Plan hôpitaux, médico-social et ARS.

Roselyne Bachelot a présenté au Conseil des ministres son projet de loi de modernisation du système de santé
La ministre de la Santé, qui a assuré ne pas vouloir "s’attaquer à l’hôpital de proximité", a pour principaux objectifs de réorganiser les hôpitaux et de casser les barrières qui les séparent de la médecine de ville.

Mme Bachelot, qui a également pour cible l’alcoolisation des jeunes, prône une interdiction totale de la vente d’alcool aux mineurs.

Le gouvernement réorganise le système de santé
Le projet de loi de Roselyne Bachelot, adopté en conseil des ministres, comprend notamment une réforme de l’hôpital, avec un renforcement des pouvoirs des directeurs d’établissements et des incitations pour que les hôpitaux se regroupent.

"Je veux garder absolument le tissu hospitalier de notre pays. Je veux garder aussi une qualité des soins", a déclaré Mme Bachelot sur France Inter mercredi à propos du projet de loi Hôpital, Patients, Santé, Territoires. "Prenons par exemple un service de chirurgie : si nous voulons avoir de la chirurgie de qualité, il est sûr qu’il faut mutualiser l’activité" autour des blocs les plus importants, a-t-elle jouté.

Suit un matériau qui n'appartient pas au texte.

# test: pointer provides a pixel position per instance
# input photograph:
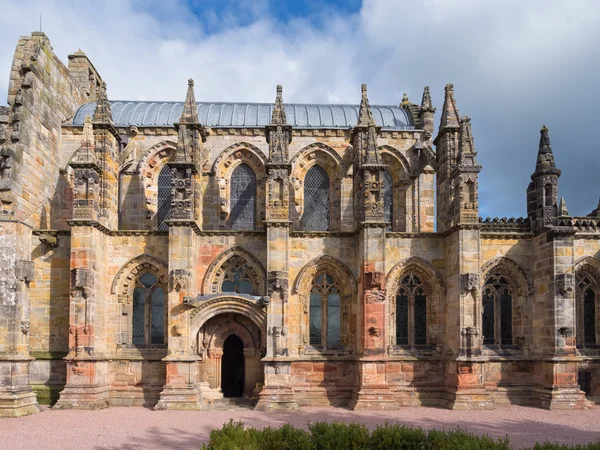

"Ce que je veux c’est spécialiser l’offre de soins hospitalière, mais en aucun cas évidemment m’attaquer à l’hôpital de proximité qu’au contraire je veux garder. Mais il faut une offre de soins de qualité, car qu’est-ce qu’attendent nos concitoyens ? C’est d’être opérés, d’accoucher dans des conditions de sécurité et de qualité des soins", a poursuivi la ministre.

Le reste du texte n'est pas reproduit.